Inspanningsverplichting
Artikel 8 van de VGBA is een inspanningsverplichting. Accountants doen hun uiterste best datgene te doen wat zij kunnen doen (zie bij ‘Wat moeten accountants doen’ hiervoor). Hiervoor is gekozen, omdat accountants in deze situatie het gedrag van een ander moeten proberen te beïnvloeden (namelijk dat van de eigen organisatie). Bovendien hangt het van hun positie binnen die eigen organisatie af of en zo ja, hoeveel invloed zij kunnen uitoefenen.
Verhouding tot artikel 21 VGBA
Accountants die maatregelen nemen, maken een vastlegging. Artikel 21, lid 3, van de VGBA (de vastleggingsverplichting) geldt namelijk naast artikel 8 van de VGBA. Zie verder Paragraaf 8 Wat als artikelen zelf tot een maatregel verplichten.
Accountants passen nog wel stap 1 toe van het Stappenplan toetsingskader VGBA. Dat doen ze om na te gaan of er ook nog andere (extra) bedreigingen zijn naast de bedreiging die voortkomt doordat de eigen organisatie zich niet integer gedraagt. Is sprake van een extra bedreiging? Accountants passen dat stappenplan dan verder toe (zie Paragraaf 7 Stappenplan toetsingskader VGBA).

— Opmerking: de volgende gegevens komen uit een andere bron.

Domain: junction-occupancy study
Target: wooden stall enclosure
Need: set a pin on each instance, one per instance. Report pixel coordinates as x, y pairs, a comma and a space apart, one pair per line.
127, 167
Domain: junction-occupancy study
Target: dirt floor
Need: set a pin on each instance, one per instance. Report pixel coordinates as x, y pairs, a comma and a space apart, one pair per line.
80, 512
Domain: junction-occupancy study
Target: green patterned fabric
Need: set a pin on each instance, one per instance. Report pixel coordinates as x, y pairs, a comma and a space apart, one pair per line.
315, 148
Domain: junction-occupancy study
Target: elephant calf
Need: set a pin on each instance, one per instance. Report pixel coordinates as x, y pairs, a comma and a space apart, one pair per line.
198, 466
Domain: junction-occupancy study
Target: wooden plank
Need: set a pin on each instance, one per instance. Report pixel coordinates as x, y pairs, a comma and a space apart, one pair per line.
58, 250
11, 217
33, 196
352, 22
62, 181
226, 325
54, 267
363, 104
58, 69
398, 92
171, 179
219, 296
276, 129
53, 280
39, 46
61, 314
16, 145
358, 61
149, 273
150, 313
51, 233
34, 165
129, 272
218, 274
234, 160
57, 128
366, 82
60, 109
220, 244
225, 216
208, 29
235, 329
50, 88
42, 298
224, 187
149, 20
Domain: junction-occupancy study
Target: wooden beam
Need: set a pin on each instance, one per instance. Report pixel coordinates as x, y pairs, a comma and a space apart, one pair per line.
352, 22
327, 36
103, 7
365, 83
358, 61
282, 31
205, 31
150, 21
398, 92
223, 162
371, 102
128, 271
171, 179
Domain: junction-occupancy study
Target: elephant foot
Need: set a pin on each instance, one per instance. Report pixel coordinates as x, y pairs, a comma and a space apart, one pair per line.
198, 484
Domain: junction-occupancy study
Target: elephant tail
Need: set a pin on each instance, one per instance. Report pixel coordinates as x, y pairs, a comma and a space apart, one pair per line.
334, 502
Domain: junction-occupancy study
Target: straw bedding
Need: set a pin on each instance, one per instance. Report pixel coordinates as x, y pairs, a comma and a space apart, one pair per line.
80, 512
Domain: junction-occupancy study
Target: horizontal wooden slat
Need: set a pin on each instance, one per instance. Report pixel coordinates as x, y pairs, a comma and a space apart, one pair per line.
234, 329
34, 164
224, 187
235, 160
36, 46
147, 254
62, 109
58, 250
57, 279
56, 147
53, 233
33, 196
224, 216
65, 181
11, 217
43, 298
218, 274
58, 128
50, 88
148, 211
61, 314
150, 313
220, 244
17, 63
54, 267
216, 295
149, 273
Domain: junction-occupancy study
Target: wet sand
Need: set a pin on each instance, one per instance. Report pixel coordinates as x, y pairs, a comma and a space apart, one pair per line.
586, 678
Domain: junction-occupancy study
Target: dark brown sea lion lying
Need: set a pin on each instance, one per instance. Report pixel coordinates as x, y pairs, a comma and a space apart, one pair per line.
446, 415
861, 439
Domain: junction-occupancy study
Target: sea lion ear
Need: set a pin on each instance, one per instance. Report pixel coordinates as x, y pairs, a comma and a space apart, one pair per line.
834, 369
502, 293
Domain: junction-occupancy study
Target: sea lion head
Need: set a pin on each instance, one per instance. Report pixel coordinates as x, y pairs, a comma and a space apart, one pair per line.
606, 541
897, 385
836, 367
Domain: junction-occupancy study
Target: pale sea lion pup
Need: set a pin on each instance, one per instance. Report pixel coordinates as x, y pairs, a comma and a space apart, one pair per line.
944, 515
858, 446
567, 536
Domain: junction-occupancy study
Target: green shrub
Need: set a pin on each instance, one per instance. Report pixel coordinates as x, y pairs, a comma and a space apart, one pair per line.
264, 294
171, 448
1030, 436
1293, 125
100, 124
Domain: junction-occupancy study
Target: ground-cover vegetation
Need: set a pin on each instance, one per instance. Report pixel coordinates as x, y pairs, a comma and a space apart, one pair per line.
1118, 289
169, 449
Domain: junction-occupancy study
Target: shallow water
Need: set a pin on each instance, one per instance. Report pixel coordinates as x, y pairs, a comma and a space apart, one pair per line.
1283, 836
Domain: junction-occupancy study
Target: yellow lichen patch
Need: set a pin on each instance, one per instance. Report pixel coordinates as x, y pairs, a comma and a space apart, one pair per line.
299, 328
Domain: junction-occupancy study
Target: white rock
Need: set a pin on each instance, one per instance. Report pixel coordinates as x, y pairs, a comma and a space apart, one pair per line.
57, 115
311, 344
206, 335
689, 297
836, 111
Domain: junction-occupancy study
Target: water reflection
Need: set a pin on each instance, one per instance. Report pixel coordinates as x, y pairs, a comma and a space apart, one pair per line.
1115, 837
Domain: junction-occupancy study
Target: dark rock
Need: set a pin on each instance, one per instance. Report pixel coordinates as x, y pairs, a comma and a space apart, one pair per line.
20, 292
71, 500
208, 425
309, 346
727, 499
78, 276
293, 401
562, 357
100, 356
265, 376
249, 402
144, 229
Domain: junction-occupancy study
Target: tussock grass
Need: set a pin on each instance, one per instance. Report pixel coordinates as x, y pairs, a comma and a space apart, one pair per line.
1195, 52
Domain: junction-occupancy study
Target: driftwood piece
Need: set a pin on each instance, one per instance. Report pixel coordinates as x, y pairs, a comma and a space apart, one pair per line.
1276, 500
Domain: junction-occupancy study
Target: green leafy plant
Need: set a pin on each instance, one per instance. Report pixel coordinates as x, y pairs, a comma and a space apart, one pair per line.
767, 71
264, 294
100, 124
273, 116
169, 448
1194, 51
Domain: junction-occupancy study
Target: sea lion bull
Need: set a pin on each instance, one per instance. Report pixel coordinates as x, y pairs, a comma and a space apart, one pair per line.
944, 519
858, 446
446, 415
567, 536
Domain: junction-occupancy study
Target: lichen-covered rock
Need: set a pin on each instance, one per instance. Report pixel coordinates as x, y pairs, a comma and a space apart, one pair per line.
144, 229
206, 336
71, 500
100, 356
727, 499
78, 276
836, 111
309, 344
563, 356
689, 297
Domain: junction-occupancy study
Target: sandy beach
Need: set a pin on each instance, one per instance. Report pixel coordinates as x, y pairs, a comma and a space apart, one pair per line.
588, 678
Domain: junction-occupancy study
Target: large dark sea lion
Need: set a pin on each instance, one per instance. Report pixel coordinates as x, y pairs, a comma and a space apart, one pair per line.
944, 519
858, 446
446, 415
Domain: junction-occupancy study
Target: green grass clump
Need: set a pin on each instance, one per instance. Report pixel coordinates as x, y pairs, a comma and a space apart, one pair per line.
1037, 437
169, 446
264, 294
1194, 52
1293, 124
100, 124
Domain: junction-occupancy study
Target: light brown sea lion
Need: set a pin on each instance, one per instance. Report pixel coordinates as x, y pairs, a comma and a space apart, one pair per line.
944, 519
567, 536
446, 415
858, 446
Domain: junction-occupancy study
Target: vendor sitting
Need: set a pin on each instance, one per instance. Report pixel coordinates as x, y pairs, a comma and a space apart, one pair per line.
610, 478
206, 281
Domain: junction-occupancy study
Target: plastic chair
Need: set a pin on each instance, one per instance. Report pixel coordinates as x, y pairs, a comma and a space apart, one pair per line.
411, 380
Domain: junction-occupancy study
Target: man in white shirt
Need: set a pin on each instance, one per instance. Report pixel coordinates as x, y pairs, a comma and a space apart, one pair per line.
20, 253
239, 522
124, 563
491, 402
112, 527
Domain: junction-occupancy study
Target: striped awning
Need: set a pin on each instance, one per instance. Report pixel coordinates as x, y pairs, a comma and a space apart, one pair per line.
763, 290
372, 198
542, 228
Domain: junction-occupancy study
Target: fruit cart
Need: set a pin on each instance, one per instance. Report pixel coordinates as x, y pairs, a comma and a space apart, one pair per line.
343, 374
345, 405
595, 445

Stel nu dat de eigen organisatie zich inderdaad niet integer gedraagt. Het zou kunnen dat accountants dit zo’n grote bedreiging vinden dat zij zich afvragen of ze een professionele dienst voor en de relatie met de eigen organisatie nog wel kunnen voortzetten: kunnen zij zich in deze omstandigheden écht aan de fundamentele beginselen houden? Ook de reactie van de eigen organisatie zou daartoe aanleiding kunnen geven. Zijn toereikende maatregelen niet mogelijk? In dat geval beëindigen accountants de professionele dienst en eventueel ook de relatie met de eigen organisatie (zie Paragraaf 7.2 Stap 2b: stop!).
Wat regelt artikel 9
Artikel 9 van de VGBA regelt wat accountants moeten doen, als zij betrokken zijn bij of in verband worden gebracht (betrokken raken of daarmee geassocieerd worden) met informatie die materieel onjuist, onvolledig of misleidend is. Die informatie is afkomstig van een cliënt, de eigen organisatie of een willekeurige derde. Voorbeelden van een artikel 9 VGBA-situatie zijn: een materiële fout in de jaarrekening, een te positieve voorstelling van zaken in een prognose, een onjuiste belastingaangifte of een onjuiste subsidieaanvraag.
Achtergrond artikel 9
Accountants mogen natuurlijk helemaal niet betrokken zijn bij informatie die materieel onjuist, onvolledig of misleidend is. Zij moeten immers eerlijk en oprecht optreden (artikel 6 VGBA). Daarom zullen accountants over het algemeen willen voorkomen dat zij daarbij betrokken raken. Maar als dit toch gebeurt, reageren ze! Het maatschappelijk verkeer zou immers kunnen gaan twijfelen aan hun integriteit. Dat kan weer negatief afstralen op het accountantsberoep. In elk geval kan de vraag opkomen waarom accountants in een artikel 9 VGBA-situatie niet hebben ingegrepen. Ze hebben toch een verantwoordelijkheid om te handelen in het algemeen belang. Door te reageren kunnen accountants helpen schade te voorkomen, verkleinen of herstellen. Dat past bij die verantwoordelijkheid. In deze situatie is sprake van een bedreiging voor de integriteit en moeten accountants maatregelen nemen. Hier is al ingevuld hoe een objectieve, redelijke en geïnformeerde derde waarschijnlijk tegen de situatie aankijkt en wat die waarschijnlijk van accountants verwacht. De eigen beoordeling van accountants kan die uitgangspunten niet opzij zetten.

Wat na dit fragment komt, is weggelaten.